Alexei Dreev | |
---|---|
Full name | Alexei Sergeyevich Dreev |
Country | Russia |
Born |
Stavropol, Russian SFSR, Soviet Union |
30 January 1969
Title | Grandmaster (1989) |
FIDE rating | 2651 (March 2017) |
Peak rating | 2711 (July 2011) |
Alexey Dreev (Russian: Алексей Дреев; born 30 January 1969) is a Russian chess grandmaster.
While being a promising young chess talent, he was for a period coached by the world-class chess trainer Mark Dvoretsky.
Dreev was World Under-16 Champion in 1983 and 1984, and the European Junior Champion in 1988. In 1989 he became a grandmaster, won a strong tournament at Moscow +5 =5 −1 and made his first appearance in the Russian Championship.
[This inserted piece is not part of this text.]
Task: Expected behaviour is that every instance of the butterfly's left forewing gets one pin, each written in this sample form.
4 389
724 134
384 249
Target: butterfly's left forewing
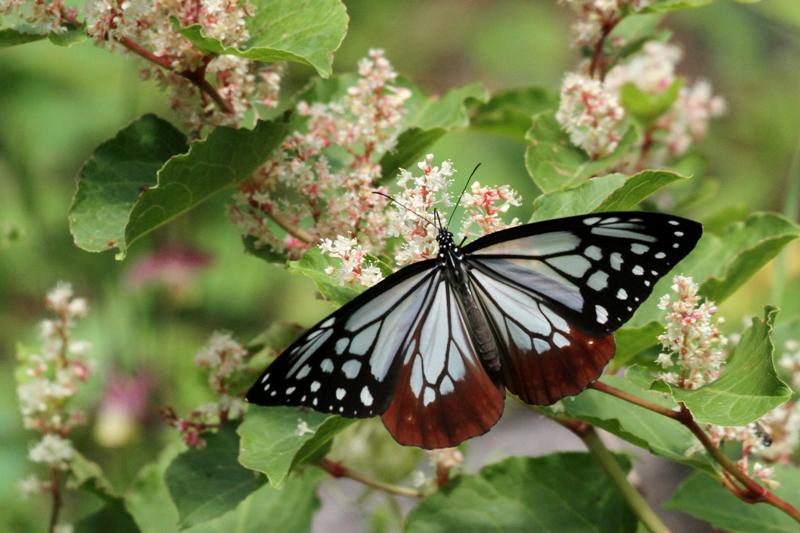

In the 1990–1993 world championship cycle he qualified for the Candidates Tournament at Manila 1990 Interzonal, but lost his 1991 round of sixteen match to Viswanathan Anand in Madras (+1 =5 −4). Then in the FIDE World Championship Tournaments, firstly at Groningen 1997, he reached the quarter finals where he lost to Boris Gelfand. In the next four FIDE World Championship tournaments he was knocked out at the last sixteen stage: at Las Vegas 1999 by Michael Adams, at New Delhi 2000 to Veselin Topalov, at Moscow 2001 to Viswanathan Anand, and finally at Tripoli 2004 to Leinier Dominguez.